We’ve looked at getting pulling data from a JSON document into relational table format using an explicit schema that was defined in the WITH clause of the OPENJSON table valued fumction.
However, in that example, we used a PATH expression that was taken from the root of the JSON document.
A question that I recently had was ‘What of you want to take the PATH from a certain point in the JSON document’ – and that’s what we will look at here.
We use this simple document, which contains one object
{
"Configuration Property": {
"Configuration name": "recovery interval (min)",
"Value": 0,
"minimum": 0,
"maximum": 32767,
"value_in_use": 0,
"description": "Maximum recovery interval in minutes",
"is_dynamic": true,
"is_advanced": true
}
}
Here, we want to start retrieving data from the document starting at the path
$." "Configuration Property"
All we need to do is define the base PATH (the starting point) in our OPENJSON query.
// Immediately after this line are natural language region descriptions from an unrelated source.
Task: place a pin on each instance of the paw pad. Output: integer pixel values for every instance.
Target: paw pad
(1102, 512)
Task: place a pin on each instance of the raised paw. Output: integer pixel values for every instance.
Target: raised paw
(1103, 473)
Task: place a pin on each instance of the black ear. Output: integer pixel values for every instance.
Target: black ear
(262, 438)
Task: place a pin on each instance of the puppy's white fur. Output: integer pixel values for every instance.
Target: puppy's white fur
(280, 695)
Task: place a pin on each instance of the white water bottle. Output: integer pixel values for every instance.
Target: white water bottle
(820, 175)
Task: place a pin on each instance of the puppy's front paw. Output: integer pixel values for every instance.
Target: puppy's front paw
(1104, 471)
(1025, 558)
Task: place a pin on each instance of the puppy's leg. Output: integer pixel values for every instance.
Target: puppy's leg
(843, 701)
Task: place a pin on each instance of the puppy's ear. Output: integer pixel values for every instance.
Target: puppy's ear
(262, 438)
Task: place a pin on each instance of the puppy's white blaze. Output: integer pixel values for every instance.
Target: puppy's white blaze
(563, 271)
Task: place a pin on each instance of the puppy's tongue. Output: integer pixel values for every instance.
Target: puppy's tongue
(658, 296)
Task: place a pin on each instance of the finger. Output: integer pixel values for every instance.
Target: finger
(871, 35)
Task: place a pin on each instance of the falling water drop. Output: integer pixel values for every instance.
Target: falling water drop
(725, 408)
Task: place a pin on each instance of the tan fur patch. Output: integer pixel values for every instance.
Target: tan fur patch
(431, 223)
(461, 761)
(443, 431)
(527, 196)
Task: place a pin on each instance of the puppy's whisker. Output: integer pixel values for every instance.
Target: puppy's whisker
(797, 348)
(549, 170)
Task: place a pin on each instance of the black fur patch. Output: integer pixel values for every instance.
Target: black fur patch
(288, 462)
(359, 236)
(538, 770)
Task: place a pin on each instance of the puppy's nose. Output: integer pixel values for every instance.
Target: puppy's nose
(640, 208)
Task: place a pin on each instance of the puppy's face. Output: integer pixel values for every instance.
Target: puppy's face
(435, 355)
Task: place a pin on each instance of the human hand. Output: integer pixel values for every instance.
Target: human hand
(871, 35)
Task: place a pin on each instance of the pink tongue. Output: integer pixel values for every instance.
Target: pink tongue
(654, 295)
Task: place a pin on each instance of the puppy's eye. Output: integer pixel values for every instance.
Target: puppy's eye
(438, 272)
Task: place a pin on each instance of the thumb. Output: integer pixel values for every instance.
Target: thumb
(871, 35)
DECLARE @json NVARCHAR(MAX) =
N'
{
"Configuration Property": {
"Configuration name": "recovery interval (min)",
"Value": 0,
"minimum": 0,
"maximum": 32767,
"value_in_use": 0,
"description": "Maximum recovery interval in minutes",
"is_dynamic": true,
"is_advanced": true
}
}
';
SELECT
[Configuration name]
,[Value]
,[minimum]
,[maximum]
,[value_in_use]
,[description]
,[is_dynamic]
,[is_advanced]
FROM
OPENJSON(@json, '$."Configuration Property"')
WITH
(
[Configuration name] NVARCHAR(35)
,[Value] NVARCHAR(100)
,[minimum] NVARCHAR(100)
,[maximum] NVARCHAR(100)
,[value_in_use] NVARCHAR(100)
,[description] NVARCHAR(100)
,[is_dynamic] BIT
,[is_advanced] BIT
);
I hope this has helped on your SQL Server JSON journey. We’ll see more real soon.